Parallelizing information-theoretic clustering methods

Facing a problem of clustering amultimillion-data-point collection, amachine learning practitioner may choose to apply the simplest clustering method possible, because it is hard to believe that fancier methods can be applicable to datasets of such scale. Whoever is about to adopt this approach should first weigh the following considerations: Simple clustering methods are rarely effective. Indeed, four decades of research would not have been spent on data clustering if a simple method could solve the problem. Moreover, even the simplest methods may run for long hours on a modern PC, given a large-scale dataset. For example, consider a simple online clustering algorithm (which, we believe, is machine learning folklore): first initialize k clusters with one data point per cluster, then iteratively assign the rest of data points into their closest clusters (in the Euclidean space).
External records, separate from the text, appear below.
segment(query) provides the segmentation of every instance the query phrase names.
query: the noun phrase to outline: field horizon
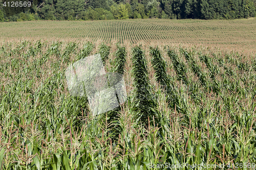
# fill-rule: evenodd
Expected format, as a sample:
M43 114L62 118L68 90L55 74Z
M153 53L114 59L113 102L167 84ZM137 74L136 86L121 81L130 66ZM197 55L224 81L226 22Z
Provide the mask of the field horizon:
M97 27L97 25L100 27ZM100 41L121 43L185 43L256 52L256 18L233 20L135 19L0 23L4 41Z

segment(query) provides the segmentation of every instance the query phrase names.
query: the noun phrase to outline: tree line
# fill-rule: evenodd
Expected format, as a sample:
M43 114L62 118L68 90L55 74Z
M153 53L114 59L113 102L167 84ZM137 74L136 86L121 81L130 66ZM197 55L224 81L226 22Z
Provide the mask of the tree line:
M34 0L31 8L23 11L19 9L18 13L14 8L5 8L6 1L0 0L2 22L149 18L237 19L256 16L256 0Z

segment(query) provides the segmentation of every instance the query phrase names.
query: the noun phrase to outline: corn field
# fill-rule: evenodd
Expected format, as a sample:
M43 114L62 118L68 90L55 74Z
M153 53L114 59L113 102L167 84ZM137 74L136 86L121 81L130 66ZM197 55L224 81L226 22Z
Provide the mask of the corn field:
M123 74L127 99L95 116L87 98L70 94L65 71L97 53L106 71ZM256 167L255 55L182 44L2 42L0 79L0 169Z
M31 38L60 40L99 39L110 43L141 41L215 44L255 50L256 18L234 20L136 19L94 21L47 21L0 23L4 40Z

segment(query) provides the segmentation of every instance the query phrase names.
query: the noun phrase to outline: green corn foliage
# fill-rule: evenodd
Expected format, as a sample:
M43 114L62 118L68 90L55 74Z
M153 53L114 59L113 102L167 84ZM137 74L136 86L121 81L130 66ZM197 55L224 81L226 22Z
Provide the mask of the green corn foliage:
M68 56L78 57L77 52L84 48L74 45L78 43L23 41L0 47L1 169L162 169L165 163L188 165L176 168L182 170L196 163L216 165L201 169L236 169L228 166L232 162L250 164L251 168L241 169L255 168L253 62L247 70L238 66L242 60L236 54L227 59L206 56L207 69L215 75L207 80L209 87L217 76L221 85L220 91L212 93L207 86L190 81L188 87L178 85L166 76L166 59L159 49L144 52L135 47L125 58L133 57L136 93L122 107L93 117L87 99L71 96L65 82ZM183 53L187 68L200 75L203 70L189 50ZM210 54L205 50L197 52ZM151 86L144 56L148 52L156 80L163 85L169 82L170 90ZM51 60L56 57L59 60ZM123 63L118 58L115 65ZM225 72L211 68L214 60L219 62L216 70ZM148 124L148 117L150 126L141 126L141 122Z
M173 63L179 80L182 80L185 84L187 84L188 81L186 77L186 68L185 64L180 61L178 55L174 50L168 50L167 53Z
M164 60L162 57L159 49L158 47L154 48L150 47L150 53L153 57L152 63L153 68L156 71L156 79L158 82L162 86L169 87L169 80L166 74L166 65Z
M77 56L76 61L89 56L92 54L93 50L94 47L95 45L93 44L92 42L90 41L86 42L83 45L82 49L80 51L80 54Z

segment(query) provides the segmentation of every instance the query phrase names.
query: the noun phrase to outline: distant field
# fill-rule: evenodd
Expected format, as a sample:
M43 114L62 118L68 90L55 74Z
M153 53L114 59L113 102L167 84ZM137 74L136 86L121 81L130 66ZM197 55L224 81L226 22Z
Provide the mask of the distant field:
M216 44L256 50L256 18L236 20L127 19L33 21L0 23L4 39L89 39L110 43L113 39L135 43L164 41Z

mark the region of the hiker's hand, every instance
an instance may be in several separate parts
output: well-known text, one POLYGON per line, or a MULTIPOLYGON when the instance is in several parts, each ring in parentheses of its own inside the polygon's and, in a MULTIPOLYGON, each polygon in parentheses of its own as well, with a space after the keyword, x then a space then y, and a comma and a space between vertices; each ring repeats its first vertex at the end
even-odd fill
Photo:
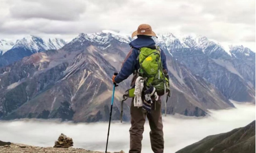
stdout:
POLYGON ((113 75, 113 76, 112 76, 112 82, 113 82, 114 83, 116 83, 116 82, 115 82, 115 78, 116 78, 116 76, 116 76, 116 75, 113 75))

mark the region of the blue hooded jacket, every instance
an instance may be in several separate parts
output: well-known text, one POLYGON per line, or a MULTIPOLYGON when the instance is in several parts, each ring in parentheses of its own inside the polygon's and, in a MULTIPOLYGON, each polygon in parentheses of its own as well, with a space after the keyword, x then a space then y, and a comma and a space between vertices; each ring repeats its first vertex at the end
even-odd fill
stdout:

If k is small enough, we can run this algorithm on one machine, because it is unnecessary to keep the entire data in RAM. However, besides being slow, it will produce low-quality results, especially when the data is highly multi-dimensional. State-of-the-art clustering methods can scale well, which we aim to justify in this chapter. With the deployment of large computational facilities (such as Amazon.com's EC2, IBM's BlueGene, and HP's XC), the Parallel Computing paradigm is probably the only currently available option for tackling gigantic data processing tasks. Parallel methods are becoming an integral part of any data processing system, and thus getting special attention (e.g., universities introduce parallel methods to their core curricula; see Johnson et al., 2008).